伊藤龍之介の先制トライで意気あがったジャパンだったが…… photo/Getty Images

ここ3試合は「力負け」が目立つ

8月8日にラグビー日本代表(以下ジャパン)とオーストラリア代表(以下ワラビーズ)とのテストマッチが行われ、ジャパンは32-35で敗れた、両代表の対戦成績はジャパンの8戦全敗。

点差はわずかに3、これは両代表の対戦史上最少得点差だ。

スコアだけ見れば惜敗と言えるのだが、残念ながら両者の間にはまだまだ力に差があったように映った。エディー・ジョーンズHCは試合後のインタビューで、敗因について「基礎的なスキル(の不足)に尽きる」と述べて、あと一歩で金星を逃した無念さを滲ませた。

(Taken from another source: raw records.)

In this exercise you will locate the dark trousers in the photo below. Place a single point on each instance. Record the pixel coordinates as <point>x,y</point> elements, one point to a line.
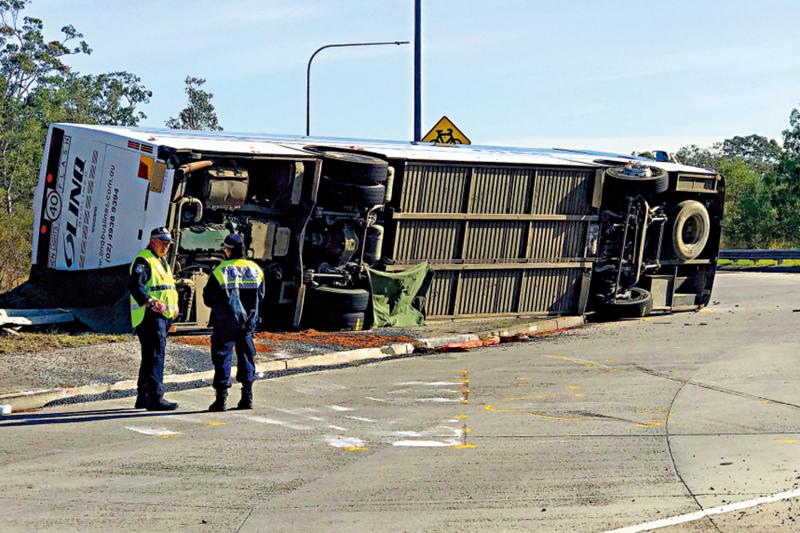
<point>223,343</point>
<point>152,333</point>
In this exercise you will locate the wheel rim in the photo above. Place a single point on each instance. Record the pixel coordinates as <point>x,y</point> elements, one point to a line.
<point>692,230</point>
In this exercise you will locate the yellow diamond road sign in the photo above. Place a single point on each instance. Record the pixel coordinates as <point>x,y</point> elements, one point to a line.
<point>445,132</point>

では不足している「基本的なスキル」とは何だろうか? 細かいことを言い出せばキリが無いが、ランキング上位国と対戦したここ3戦で最も感じられたのは、フィジカルの強度の差だ。アイルランド戦ではコリジョンの場面で常に劣勢に立たされ、フェーズを重ねるごとに確実に前進されてトライを奪われた。フランス戦ではラインアウトからのモールに蹂躙されて、文字通り「力の差」を見せつけられた。

そしてワラビーズもフィジカルの強さを全面に出した戦い方で臨んできた。ジャパンは、ワラビーズ戦直前の網走合宿で立て直したモールに改善は見られたものの、コリジョンの場面での劣勢は解消できず、トライライン前のピック&ゴーラッシュを防ぎ切れずに失点を重ねた。

選手個々人が練習に練習を重ねてフィジカル強化に務めているのは痛いほどわかるのだが、世界のトップチームのフィジカルはジャパンの強化を遥かに上回ってしまっているというのが現状だ。

この差を埋めるためには、タックルの精度を上げるための技術の習得と、素早いリサイクルを繰り返せるだけのフィットネス強化が不可欠だ。同時に、自軍の攻撃時間をできるだけ長く取り、かつコリジョンをなるべく避けるような戦法の練り直しも必要となってくるだろう。

先にも述べた網走合宿には2015年の「ブライトンの奇跡」の一助となったタフなタックルに大いに貢献した格闘家の高阪剛氏を招いて、改めてタックルのスキルを学び直した。2027年のW杯までに「力負け」しないチームが構築できるのか。
時間は十分にあるとは言えないが、この障壁をクリアしないことにはジャパンが目標に掲げる4強進出は達成し得ない。